Microsoft has an advantage with enterprises, he said. "Eighty-six percent of all enterprises, all companies of any size, even midsize and up run Active Directory. That means their users are provisioning in Active Directory," said Ozzie. "It's one button for us to federate those to the cloud."
Cloud computing presents a "huge revenue opportunity," Ozzie said, although the margins on services are not as high as the margins on packaged software.
Microsoft sees three classes of devices being connected to the cloud: PC, phone, and TV.
While endorsing the proliferation of netbooks, Ozzie said, "The reality is, I don't know what a netbook is. ...A netbook is evolving into an expensive application a PC. It's a laptop, he said." Microsoft can sell OSes and applications to netbook users, said Ozzie, but Microsoft will put Windows on netbooks using Intel x86-based processors not ARM systems, Ozzie acknowledged.
Asked if Microsoft planned to support HTML 5 on Internet Explorer, Ozzie said that although he had no announcements to make, the company is committed to offering a world-class browser. "I think you can expect us to do the right thing," he said.

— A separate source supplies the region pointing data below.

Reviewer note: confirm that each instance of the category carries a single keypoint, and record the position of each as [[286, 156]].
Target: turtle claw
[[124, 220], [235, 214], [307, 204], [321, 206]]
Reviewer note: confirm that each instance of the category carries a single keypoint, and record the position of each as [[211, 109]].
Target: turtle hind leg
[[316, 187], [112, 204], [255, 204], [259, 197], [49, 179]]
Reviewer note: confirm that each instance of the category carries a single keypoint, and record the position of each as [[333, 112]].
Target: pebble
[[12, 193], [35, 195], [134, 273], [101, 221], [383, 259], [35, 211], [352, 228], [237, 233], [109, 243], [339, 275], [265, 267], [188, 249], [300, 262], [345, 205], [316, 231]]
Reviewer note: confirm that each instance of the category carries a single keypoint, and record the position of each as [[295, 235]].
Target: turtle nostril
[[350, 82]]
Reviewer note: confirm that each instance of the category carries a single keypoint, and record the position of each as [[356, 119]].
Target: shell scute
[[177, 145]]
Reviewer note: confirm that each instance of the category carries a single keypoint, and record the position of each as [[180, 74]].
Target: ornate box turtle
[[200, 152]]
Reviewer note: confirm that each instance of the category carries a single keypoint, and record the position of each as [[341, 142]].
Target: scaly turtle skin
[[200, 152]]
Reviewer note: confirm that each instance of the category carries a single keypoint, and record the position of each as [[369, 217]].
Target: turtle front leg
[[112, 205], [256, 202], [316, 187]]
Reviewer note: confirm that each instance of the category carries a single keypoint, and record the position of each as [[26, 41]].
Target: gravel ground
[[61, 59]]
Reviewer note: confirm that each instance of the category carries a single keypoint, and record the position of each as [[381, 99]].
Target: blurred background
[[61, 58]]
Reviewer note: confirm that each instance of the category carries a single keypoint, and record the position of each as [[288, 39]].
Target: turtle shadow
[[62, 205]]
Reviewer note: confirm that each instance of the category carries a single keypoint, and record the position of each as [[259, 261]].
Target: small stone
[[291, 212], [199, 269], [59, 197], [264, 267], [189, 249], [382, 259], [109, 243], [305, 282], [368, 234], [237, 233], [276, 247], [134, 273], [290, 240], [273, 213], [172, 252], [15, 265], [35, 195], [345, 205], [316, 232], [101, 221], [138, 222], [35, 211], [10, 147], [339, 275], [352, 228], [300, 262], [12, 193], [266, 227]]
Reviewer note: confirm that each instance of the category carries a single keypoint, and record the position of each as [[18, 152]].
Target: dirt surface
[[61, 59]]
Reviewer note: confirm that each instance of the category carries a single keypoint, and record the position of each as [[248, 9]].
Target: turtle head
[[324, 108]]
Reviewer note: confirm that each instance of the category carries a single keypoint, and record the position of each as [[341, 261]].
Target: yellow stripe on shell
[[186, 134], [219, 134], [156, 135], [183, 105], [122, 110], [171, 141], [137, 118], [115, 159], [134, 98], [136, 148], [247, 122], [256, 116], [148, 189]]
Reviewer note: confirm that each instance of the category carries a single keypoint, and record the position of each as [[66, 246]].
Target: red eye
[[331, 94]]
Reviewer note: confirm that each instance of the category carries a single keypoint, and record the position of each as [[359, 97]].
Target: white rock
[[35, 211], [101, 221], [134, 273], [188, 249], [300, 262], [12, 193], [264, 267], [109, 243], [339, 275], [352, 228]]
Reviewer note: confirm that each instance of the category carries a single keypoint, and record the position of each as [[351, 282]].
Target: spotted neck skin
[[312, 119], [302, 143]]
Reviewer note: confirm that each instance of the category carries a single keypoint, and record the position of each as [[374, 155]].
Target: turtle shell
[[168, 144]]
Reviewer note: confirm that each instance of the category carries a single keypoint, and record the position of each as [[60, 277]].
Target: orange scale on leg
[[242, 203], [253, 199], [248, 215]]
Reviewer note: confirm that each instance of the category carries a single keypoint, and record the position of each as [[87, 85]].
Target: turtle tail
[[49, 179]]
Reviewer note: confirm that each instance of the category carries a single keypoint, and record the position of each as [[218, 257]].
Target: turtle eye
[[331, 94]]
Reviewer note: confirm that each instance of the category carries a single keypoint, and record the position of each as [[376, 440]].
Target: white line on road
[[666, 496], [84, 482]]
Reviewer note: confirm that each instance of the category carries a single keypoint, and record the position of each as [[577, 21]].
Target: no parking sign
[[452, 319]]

Other browser makers such as Mozilla pledge support for HTML 5, which expands video capabilities.
In other remarks, Ozzie said that although Gates is not physically at the company, he does write and calls infrequently on things he is interested in. "He knows that he's not accountable for our success anymore, therefore he knows not to give orders or directives or influence things that would blow the accountability of being able to deliver something."
Gates brought a culture of crisis to Microsoft, Ozzie said, pervaded by fears that any day now, two guys in a garage will take down the company.